J’ai vécu cette expérience il y a plus de 5 ans mais elle me revient souvent …surtout quand j’entends parler de ces jeune noirs tués comme ça … comme des mouches. Ces jeunes noirs ne demandent pas grand-chose au fait, juste qu’on mette un peu de « nia » dans ce maudit imaginaire. Un imaginaire façonné par des « idiots » qui ont divisé la race humaine par couleurs pour jouer au jeux des races et des couleurs!

Être naïf c’est quand même bien, même si c’est pour dire l’heure au passant avec une grosse montre … si non, comment briser nos solitudes et nos peurs !

2 réflexions précédentes sur “Un barbier la nuit.”

  1. omar aktouf dit :

    Beau témoignage ! Hélas, avec le «besoin impératif» de maintien de la terreur pour pallier aux défaillances de «la démocratie» et de l’économie, désormais endémiques et exponentielles en Occident, ce racisme anti Noirs et Musulmans va s’amplifier, durer, déborder…

    On va assister à une très rapide montée en force d’un nouveau «super nazisme» anti Arabes-Musulmans (alias ignares, profiteurs, non-intégrables, délinquants, obsédés sexuels, paresseux, terroristes, égorgeurs, misogynes…) et anti Noirs (alias violents, gangs de rues, proxénètes, voleurs, violeurs, dangereux, incultes, fainéants, inéducables…).
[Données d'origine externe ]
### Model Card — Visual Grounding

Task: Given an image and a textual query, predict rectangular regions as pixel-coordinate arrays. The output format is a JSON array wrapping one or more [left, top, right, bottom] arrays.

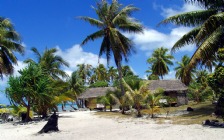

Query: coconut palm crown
[[160, 0, 224, 70], [79, 0, 143, 93]]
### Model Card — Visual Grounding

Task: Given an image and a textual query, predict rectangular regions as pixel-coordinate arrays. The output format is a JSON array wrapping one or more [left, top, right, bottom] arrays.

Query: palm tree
[[122, 65, 135, 77], [68, 71, 85, 107], [195, 70, 209, 84], [174, 55, 195, 86], [145, 89, 164, 118], [123, 80, 149, 117], [108, 66, 118, 83], [0, 17, 24, 78], [24, 48, 69, 79], [94, 64, 109, 82], [79, 0, 143, 95], [161, 0, 224, 72], [147, 47, 173, 79], [77, 64, 93, 84]]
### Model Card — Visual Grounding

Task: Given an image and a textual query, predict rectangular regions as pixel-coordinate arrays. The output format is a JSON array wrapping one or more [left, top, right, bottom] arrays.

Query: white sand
[[0, 111, 224, 140]]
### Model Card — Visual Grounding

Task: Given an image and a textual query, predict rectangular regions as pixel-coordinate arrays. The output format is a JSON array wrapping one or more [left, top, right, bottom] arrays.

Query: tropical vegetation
[[0, 0, 224, 121], [147, 47, 174, 79], [79, 0, 143, 94]]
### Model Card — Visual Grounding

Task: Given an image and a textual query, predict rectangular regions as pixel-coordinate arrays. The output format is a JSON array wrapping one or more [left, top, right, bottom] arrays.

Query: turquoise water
[[58, 103, 78, 112]]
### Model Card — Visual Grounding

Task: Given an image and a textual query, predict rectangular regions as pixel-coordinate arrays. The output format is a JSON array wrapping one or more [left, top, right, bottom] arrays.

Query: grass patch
[[95, 111, 132, 119]]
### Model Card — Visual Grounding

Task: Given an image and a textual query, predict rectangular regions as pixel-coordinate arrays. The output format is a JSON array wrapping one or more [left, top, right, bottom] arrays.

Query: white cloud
[[126, 27, 194, 55], [159, 3, 202, 18], [54, 45, 107, 75], [13, 61, 27, 76]]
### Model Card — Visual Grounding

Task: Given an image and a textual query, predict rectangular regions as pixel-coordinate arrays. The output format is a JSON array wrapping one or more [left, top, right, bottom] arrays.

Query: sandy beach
[[0, 111, 224, 140]]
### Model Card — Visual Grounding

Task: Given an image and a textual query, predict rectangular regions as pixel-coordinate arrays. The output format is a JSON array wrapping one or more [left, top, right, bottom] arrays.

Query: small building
[[78, 87, 116, 109], [149, 80, 188, 106]]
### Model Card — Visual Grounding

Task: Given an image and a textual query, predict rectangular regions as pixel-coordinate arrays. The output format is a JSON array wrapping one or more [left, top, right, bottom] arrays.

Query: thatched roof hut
[[149, 80, 188, 106], [78, 87, 115, 99], [149, 80, 187, 92]]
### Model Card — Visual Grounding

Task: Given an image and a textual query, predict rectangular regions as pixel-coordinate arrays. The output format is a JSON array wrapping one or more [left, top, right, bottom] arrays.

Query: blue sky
[[0, 0, 200, 103]]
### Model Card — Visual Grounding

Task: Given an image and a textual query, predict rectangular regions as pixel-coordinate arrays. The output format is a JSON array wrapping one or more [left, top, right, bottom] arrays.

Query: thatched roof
[[149, 80, 187, 91], [78, 87, 115, 99]]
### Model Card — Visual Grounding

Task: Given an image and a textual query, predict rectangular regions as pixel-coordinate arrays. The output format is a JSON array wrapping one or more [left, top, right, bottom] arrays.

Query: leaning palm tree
[[0, 17, 24, 78], [79, 0, 143, 94], [147, 47, 173, 79], [77, 64, 93, 84], [161, 0, 224, 71], [174, 55, 195, 85], [24, 48, 69, 79], [123, 80, 150, 117]]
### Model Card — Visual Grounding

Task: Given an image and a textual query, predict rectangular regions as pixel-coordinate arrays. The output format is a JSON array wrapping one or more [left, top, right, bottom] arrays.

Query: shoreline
[[0, 111, 224, 140]]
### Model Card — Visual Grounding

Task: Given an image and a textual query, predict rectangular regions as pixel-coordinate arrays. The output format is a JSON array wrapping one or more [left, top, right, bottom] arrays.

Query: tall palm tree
[[108, 66, 118, 83], [77, 64, 93, 84], [147, 47, 173, 79], [24, 47, 69, 79], [94, 64, 109, 81], [174, 55, 195, 85], [79, 0, 143, 94], [0, 17, 24, 78], [122, 65, 135, 77], [161, 0, 224, 70]]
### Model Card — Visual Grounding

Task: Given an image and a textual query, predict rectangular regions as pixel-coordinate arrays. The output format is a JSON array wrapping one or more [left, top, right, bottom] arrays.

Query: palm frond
[[159, 10, 217, 26], [171, 26, 201, 53], [78, 16, 104, 28], [189, 26, 224, 69], [196, 12, 224, 44]]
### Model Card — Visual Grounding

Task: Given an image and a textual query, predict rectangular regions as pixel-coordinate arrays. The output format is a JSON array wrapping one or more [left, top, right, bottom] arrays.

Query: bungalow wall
[[165, 91, 188, 106]]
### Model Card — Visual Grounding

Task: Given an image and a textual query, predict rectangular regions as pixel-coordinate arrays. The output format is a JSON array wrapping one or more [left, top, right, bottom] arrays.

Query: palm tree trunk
[[117, 61, 125, 114], [110, 105, 112, 112], [25, 98, 30, 122], [137, 105, 142, 117], [75, 99, 81, 108], [117, 61, 125, 95]]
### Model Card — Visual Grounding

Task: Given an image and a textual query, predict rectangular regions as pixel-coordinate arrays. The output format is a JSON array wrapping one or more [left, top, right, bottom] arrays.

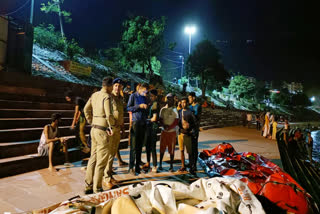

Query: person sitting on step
[[38, 113, 72, 171]]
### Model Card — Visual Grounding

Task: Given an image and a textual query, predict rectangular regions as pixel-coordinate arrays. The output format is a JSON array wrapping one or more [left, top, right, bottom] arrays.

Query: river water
[[311, 131, 320, 163]]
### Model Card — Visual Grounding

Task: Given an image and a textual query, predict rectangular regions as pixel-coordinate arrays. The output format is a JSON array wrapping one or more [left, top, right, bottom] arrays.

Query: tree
[[229, 75, 255, 98], [254, 81, 269, 103], [104, 48, 129, 73], [270, 89, 290, 106], [186, 40, 229, 97], [120, 16, 165, 80], [292, 93, 311, 107], [40, 0, 72, 38]]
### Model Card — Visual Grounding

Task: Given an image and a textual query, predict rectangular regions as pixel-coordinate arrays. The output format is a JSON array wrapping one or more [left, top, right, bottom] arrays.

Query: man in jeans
[[38, 113, 72, 171], [159, 94, 179, 172], [143, 89, 159, 172], [178, 98, 196, 172], [127, 83, 149, 175], [84, 78, 115, 194], [188, 92, 202, 175]]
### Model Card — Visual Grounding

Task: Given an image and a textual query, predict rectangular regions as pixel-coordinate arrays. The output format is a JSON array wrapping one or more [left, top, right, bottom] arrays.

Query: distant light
[[184, 26, 196, 34], [270, 89, 280, 94], [310, 96, 316, 102]]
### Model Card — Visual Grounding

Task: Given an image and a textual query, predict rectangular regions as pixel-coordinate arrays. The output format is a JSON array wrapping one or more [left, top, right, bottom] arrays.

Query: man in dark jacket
[[127, 83, 149, 174], [178, 98, 196, 172]]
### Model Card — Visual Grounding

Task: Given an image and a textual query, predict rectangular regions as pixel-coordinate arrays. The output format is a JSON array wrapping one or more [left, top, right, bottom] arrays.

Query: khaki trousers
[[85, 128, 114, 193], [110, 127, 121, 173]]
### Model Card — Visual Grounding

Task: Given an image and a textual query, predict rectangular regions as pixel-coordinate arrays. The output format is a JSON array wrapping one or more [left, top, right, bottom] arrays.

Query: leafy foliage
[[254, 81, 270, 103], [292, 93, 311, 107], [34, 24, 65, 51], [40, 0, 72, 39], [34, 24, 84, 59], [270, 89, 290, 105], [65, 39, 84, 60], [229, 75, 255, 98], [40, 0, 72, 23], [121, 16, 165, 82], [186, 40, 229, 97]]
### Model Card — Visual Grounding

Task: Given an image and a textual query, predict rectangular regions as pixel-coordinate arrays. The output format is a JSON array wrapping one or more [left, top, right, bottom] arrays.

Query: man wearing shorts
[[38, 113, 71, 171], [159, 94, 179, 172], [178, 98, 196, 172]]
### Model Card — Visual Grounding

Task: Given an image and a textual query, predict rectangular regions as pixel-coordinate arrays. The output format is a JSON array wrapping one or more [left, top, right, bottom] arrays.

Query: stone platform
[[0, 127, 281, 213]]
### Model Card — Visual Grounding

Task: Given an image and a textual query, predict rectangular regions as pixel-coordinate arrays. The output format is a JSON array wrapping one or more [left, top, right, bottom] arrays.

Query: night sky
[[0, 0, 320, 93]]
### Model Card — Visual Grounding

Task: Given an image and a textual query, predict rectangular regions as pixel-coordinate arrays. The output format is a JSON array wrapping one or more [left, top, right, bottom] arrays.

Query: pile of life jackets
[[33, 178, 265, 214], [199, 143, 314, 214]]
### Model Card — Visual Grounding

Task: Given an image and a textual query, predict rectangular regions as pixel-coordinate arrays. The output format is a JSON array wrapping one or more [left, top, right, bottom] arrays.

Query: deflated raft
[[33, 178, 265, 214], [199, 143, 319, 214]]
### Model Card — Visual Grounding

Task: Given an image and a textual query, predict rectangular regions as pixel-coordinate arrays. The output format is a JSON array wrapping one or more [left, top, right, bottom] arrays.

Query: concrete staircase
[[200, 108, 241, 130], [0, 72, 245, 178], [0, 72, 129, 178]]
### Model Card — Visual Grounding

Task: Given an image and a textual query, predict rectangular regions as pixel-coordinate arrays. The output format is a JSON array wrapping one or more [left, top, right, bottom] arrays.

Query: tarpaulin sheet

Ce qui a été fait au Juifs durant la seconde guerre mondiale, je le crains, ne sera que «avant-goût» (voir comme «aperçu», ce qui se fait au Moyen Orient aux dits «migrants» – en réalité «victimes sinistrées des guerres pétro-impérialiste US-Occident- qui, déjà, sont soumis à au moins autant, sinon plus, de souffrances et de mort, que les Juifs au temps de la Shoah !!!!

    Ainsi va le monde qui se «mondialise» et se «civilise»…

    Omar Aktouf, Ph.D.
    Professeur titulaire – HEC Montréal
    3000 Côte Ste-Catherine, Montréal,
    Local 5207
    Québec, H3T-2A7, Canada.
    Tel. 514 340 63 48
    Fax 514 340 56 35

    • nzouaoui dit :

      Merci M. Aktouf tristement le marché de la « peur » est si lucratif pour tout le monde …sauf aux pauvres peuples qui subissent!